Native animals…adaptation…urbanisation

Through dance, drawing, platicine, clay, silk painting, collage and construction, 5A captured the beauty and magnitude, resourcefulness and plight of animals native to the United Kingdom as well as both Poles.

The traditional drawing technique of scaling-up was employed on a number of occasions, culminating in life-sized polar creatures.

Our fortnight commenced in the United Kingdom, with 5A choosing native animals to incorporate into their illustrations. These drawings became the inspiration for their clay tiles and silk paintings. Red squirrels, hedgehogs, foxes and owls were popular choices with stags, robins and hares making appearances too.

5A were encouraged to use a viewfinder to select a section of their illustration that they thought would work compositionally. Their clay slabs represented their chosen view. The relief was made by using the skills of cross-hatching and applying slip to attach the clay shape onto the slab. Once dry, they were then painted with acrylics.

For the silks, this view was then scaled-up. Using a pencil and ruler they drew a simple grid (4 x 4) on the image selected and then transferred onto a larger 4 x 4 grid. Working one square at a time, they copied the lines until the animal slowly appeared. Then working with a partner, they made their silk frames by pinning the silk onto the wooden frame so that it was taut. With their scaled-up drawing beneath the silk, they then used gutta to draw the outline of their creatures. The gutta acts as a barrier, so that the silk inks do not bleed into each other when being applied unless a conscious decision. The results were impressive.

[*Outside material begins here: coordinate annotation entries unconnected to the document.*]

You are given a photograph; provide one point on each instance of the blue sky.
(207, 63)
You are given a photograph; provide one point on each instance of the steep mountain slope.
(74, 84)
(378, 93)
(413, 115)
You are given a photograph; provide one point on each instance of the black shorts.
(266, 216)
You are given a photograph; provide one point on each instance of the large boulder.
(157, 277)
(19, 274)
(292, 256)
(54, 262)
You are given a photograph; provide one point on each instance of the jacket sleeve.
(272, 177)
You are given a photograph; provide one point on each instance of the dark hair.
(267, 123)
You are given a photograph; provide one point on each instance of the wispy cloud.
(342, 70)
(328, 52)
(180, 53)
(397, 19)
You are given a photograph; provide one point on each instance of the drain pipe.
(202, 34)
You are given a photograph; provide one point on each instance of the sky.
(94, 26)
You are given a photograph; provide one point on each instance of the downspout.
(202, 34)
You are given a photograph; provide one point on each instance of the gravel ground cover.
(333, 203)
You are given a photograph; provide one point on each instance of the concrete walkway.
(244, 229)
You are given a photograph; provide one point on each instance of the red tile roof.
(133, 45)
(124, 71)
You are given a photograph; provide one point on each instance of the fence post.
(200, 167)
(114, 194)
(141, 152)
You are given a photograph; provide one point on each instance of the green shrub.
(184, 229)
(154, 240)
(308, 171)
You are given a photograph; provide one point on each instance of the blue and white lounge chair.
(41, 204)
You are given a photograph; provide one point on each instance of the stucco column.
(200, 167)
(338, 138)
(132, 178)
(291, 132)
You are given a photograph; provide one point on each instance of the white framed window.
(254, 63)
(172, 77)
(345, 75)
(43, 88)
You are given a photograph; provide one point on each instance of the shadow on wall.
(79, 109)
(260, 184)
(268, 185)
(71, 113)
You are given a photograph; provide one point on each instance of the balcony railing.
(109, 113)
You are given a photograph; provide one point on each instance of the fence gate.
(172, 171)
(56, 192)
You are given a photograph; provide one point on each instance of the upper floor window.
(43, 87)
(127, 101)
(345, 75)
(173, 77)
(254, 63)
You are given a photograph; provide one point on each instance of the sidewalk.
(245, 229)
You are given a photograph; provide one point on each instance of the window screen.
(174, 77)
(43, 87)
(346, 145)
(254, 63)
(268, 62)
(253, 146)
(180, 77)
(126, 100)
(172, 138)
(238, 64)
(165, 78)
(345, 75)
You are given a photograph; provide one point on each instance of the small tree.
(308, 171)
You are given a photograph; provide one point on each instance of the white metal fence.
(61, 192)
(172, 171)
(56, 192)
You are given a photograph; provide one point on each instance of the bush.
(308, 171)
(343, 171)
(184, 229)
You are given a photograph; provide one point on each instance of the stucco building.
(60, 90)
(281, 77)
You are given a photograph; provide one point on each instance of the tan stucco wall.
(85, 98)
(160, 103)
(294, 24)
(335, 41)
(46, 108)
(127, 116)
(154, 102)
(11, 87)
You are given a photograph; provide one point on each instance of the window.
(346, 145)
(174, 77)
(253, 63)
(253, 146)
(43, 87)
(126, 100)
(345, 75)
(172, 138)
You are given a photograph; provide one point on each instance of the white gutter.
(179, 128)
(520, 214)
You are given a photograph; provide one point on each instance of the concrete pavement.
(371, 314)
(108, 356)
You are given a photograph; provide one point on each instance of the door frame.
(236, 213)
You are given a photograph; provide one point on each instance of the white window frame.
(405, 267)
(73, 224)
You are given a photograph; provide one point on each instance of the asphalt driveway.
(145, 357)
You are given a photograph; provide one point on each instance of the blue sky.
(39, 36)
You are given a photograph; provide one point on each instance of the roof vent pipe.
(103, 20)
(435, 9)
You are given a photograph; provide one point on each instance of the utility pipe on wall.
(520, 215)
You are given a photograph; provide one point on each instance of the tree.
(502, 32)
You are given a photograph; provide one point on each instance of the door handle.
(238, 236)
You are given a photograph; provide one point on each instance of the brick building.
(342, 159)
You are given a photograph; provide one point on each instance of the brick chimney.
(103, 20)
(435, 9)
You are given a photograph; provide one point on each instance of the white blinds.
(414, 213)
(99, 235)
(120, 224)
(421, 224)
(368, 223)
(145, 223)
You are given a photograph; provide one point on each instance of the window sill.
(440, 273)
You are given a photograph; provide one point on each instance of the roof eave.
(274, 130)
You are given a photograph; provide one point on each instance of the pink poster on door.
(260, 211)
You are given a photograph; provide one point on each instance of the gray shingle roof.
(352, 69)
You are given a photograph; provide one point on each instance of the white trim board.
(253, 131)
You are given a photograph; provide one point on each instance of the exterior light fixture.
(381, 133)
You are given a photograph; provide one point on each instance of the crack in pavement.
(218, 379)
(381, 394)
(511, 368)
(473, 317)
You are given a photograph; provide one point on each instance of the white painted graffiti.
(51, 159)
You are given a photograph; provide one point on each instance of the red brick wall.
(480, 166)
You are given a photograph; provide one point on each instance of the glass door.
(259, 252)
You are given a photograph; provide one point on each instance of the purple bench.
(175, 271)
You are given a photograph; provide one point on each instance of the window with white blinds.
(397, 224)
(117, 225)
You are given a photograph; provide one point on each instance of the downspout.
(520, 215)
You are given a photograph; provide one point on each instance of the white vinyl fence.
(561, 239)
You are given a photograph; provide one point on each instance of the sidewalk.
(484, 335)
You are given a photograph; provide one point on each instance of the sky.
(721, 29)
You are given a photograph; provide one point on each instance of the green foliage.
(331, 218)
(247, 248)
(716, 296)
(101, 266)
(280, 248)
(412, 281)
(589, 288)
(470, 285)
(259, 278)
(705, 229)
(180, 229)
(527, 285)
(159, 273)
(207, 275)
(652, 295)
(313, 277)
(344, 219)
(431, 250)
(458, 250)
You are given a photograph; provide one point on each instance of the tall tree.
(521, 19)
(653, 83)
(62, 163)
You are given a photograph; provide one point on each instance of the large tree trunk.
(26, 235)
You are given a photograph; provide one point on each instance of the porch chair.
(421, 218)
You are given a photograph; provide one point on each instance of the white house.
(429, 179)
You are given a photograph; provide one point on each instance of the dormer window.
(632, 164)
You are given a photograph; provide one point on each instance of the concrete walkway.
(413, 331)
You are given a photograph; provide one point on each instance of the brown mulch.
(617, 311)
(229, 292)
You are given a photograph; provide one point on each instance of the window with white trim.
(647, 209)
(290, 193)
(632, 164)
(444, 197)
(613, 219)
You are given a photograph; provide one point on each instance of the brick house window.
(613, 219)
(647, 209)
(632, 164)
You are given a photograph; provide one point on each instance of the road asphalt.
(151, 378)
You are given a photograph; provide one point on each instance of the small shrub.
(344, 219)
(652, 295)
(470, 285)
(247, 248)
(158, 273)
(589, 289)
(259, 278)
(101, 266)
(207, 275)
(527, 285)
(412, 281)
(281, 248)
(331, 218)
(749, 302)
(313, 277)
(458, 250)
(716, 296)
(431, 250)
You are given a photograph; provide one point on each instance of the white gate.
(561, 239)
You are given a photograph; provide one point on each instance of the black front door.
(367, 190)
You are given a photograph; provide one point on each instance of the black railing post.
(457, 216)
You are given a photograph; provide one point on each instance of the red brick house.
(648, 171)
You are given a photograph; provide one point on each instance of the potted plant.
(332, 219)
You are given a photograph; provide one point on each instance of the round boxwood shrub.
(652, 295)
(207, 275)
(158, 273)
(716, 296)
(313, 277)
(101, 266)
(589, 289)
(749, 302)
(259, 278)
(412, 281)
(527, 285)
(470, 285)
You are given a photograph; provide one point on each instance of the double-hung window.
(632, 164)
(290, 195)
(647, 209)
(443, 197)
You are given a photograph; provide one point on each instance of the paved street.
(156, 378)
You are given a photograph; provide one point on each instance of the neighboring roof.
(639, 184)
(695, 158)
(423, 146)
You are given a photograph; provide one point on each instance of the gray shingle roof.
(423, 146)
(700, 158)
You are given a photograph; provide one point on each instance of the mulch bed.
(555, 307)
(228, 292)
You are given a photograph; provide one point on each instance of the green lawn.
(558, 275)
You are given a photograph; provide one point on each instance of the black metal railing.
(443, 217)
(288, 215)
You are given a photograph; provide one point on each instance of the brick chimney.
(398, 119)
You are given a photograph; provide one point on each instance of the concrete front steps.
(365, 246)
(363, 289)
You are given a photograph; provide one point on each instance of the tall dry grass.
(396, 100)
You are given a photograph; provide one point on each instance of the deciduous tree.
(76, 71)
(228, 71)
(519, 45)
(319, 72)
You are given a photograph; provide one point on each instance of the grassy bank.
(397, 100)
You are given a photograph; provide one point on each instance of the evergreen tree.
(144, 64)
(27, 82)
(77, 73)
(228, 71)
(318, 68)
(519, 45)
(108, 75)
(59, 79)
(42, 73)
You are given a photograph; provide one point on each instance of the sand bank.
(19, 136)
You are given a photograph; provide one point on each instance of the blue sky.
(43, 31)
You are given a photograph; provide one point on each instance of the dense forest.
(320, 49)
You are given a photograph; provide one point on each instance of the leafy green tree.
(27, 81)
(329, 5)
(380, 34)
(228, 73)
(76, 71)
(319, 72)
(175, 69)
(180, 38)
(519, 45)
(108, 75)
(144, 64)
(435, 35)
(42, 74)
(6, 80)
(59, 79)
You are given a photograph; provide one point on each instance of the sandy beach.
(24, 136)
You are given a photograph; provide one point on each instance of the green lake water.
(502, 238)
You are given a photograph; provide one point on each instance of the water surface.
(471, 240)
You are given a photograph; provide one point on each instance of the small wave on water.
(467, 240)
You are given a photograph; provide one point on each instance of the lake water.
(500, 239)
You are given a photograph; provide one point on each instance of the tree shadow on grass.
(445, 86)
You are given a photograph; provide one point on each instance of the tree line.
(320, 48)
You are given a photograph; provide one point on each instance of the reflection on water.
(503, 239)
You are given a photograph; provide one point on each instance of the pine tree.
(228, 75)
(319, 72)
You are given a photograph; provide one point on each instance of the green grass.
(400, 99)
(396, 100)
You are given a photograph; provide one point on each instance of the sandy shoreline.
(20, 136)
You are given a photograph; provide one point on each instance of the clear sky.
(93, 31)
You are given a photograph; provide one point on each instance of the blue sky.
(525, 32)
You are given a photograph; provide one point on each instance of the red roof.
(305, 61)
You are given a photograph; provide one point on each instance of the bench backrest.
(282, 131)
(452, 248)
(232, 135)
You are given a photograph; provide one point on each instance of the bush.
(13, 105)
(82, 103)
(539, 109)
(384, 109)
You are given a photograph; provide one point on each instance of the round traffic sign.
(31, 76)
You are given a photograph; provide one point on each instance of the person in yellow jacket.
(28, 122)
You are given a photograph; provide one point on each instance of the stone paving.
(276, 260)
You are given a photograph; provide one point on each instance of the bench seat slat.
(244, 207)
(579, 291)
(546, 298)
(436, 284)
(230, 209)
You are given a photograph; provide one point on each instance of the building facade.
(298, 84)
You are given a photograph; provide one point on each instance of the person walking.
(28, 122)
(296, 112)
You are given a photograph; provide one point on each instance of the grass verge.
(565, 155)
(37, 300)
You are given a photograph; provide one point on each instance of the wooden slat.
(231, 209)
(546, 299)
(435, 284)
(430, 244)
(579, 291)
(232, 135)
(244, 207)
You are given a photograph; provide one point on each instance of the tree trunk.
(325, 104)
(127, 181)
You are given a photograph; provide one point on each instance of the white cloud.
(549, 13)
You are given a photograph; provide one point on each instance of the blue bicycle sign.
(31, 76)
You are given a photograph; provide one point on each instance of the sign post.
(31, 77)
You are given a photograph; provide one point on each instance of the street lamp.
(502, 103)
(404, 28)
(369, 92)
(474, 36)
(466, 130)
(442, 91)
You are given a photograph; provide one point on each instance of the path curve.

The life-sized polar creatures required research on behalf of 5A. What were the measurements of their creature? They then took a simple image of this animal, drew a simple grid over it and transferred onto corrugated card. This card had been cut and assembled together to allow the  length and height measurements of their polar creature to be drawn. A grid on the corrugated card –similar to the process for the silks but much bigger- was then drawn


The polar creatures were decorated with newspaper.  By tearing and cutting the sheets of paper texture was created and definition of the features was made by adding tissue paper. This process required team work and patience. In order to go again the next day, we watched ‘Austin’s Butterfly’. Through constructive critique and descriptive feedback from their peers, each group had areas to work on. The results were fantastic!

Once again, it was wonderful to invite 5A’s parents and interested adults to share in the arts celebration. The following feedback gives you a little insight into how incredible our young people are:

‘I am proud of Sara’s beautiful drawings and her dance. It showed me how much she has gained in confidence and how she is stepping out of her comfort zone.’

‘I am really proud of seeing how much Ezra has engaged with all the learning and how much he has enjoyed it. Some fantastic work and it’s fantastic to see how much he enjoys all aspects of arts fortnight. It’s something he always looks forward to.’

‘It was really good to see or witness what kids do and learn at school 🙂 especially art work!! Amazing.’

‘I have found how much Jayden’s imagination has come on. A very happy boy. The children seem happy with each other. Fantastic work. Well done.’

‘I am very impressed with how confident she was throughout the performance.’

‘Emily’s art work is full of expression. I can tell how much she has enjoyed completing it.’

‘I am proud of how Riya and her class have pushed themselves creatively.’